Being a senior can be difficult in many ways. One such example is finances. Unfortunately, as far too many seniors know, no matter how hard you try, planning for retirement can be extremely difficult, and it seems as if you never have enough money to meet your growing list of expenditures. Thankfully, in many ways, the government can help. One of the ways it does this is by providing an ample range of tax breaks. Here’s a list of some of the most lucrative.
Medical & Dental Expenses. As you are likely well aware, the costs of medical care grow significantly in old age. Thankfully, you can benefit financially from this in at least one way: Your federal taxes.
A variety of medical and dental expenses are deductible. These include a wide array of insurance deductions, including deductions for Medicare, long-term health insurance, and more. Furthermore, if you itemize your deductions and don’t take the standard deduction, you can deduct up to 7.5% of your Adjusted Growth Income for other medical and dental expenses. Hopefully, you won’t need this deduction, but if you do, it is available.

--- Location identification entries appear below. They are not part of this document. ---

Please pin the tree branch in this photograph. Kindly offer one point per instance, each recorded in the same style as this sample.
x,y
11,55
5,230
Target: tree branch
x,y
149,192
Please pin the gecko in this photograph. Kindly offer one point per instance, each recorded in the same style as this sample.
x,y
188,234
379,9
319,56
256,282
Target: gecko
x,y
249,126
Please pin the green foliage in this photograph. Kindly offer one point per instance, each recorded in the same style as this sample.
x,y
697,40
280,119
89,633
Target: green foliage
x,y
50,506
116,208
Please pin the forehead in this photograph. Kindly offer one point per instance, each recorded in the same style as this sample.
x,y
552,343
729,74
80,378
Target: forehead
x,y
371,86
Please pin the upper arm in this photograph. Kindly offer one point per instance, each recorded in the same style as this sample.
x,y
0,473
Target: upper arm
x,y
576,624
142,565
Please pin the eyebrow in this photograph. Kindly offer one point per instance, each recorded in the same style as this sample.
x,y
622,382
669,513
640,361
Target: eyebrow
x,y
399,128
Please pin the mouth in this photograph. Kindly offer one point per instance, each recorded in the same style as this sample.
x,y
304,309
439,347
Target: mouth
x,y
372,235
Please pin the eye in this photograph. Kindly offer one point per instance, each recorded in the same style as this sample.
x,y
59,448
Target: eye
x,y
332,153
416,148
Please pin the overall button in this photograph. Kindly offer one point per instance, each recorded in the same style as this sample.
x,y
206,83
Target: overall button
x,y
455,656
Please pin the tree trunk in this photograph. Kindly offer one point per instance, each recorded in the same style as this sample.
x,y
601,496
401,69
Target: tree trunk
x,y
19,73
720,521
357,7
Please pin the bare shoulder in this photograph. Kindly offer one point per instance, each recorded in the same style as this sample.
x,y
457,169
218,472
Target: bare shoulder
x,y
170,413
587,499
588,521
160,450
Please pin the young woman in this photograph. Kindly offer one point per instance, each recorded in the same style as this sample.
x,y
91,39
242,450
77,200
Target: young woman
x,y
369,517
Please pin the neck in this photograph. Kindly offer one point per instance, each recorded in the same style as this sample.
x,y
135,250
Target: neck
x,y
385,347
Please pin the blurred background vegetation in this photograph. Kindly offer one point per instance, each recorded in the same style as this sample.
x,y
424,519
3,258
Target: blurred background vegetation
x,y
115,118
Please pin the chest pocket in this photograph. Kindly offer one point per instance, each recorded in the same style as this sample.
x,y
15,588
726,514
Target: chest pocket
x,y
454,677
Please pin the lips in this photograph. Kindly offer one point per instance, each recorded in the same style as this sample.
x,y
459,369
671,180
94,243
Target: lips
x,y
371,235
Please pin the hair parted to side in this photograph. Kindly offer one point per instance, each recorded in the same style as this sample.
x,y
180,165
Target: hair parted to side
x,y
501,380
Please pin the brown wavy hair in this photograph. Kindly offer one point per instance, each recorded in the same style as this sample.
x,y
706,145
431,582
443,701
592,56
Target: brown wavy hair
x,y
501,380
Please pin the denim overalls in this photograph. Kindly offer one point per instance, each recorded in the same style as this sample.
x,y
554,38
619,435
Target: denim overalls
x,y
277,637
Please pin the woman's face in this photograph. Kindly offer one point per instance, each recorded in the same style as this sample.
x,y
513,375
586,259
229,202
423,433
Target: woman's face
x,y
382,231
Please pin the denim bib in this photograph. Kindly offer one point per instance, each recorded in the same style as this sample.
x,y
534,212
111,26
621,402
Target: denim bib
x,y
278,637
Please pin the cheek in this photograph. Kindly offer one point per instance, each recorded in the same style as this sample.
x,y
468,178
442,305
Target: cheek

Selling Your House. Many seniors downsize. If you do, you can reap the tax benefits. Provided you have lived in your home for two of the past five years, you will not be taxed on the income from any home sale. Just make sure you adjust your taxes after the sale, as you will likely lose on many mortgage and property tax deductions.
Educational Contributions. Some seniors find themselves in the position whereby they make contributions to a grandchild’s 529 account. If you do, this is wonderful, and there’s even better news: These contributions are tax-deductible. Furthermore, many states allow for additional education-related expenses to be deducted. Make sure to check with a financial planner to find out if this the case for you.
Charitable Contributions. As a senior, you may have some additional disposable income that you donate to charity. It goes without saying that these deductions can be deducted for taxes. As such, make sure you keep track of all of the charitable donations you make. If you are downsizing your home and donating physical goods, make sure you get a receipt from the agency that you are donating to. This will allow you to get a deduction on any donation, even if it is not of direct financial value.
State-Specific Deductions. You may need to contact a CPA for specific advice here, but many states allow for senior-specific deductions. For example, some states allow for home modifications to be deducted, if those deductions are made to better accommodate a disabled senior.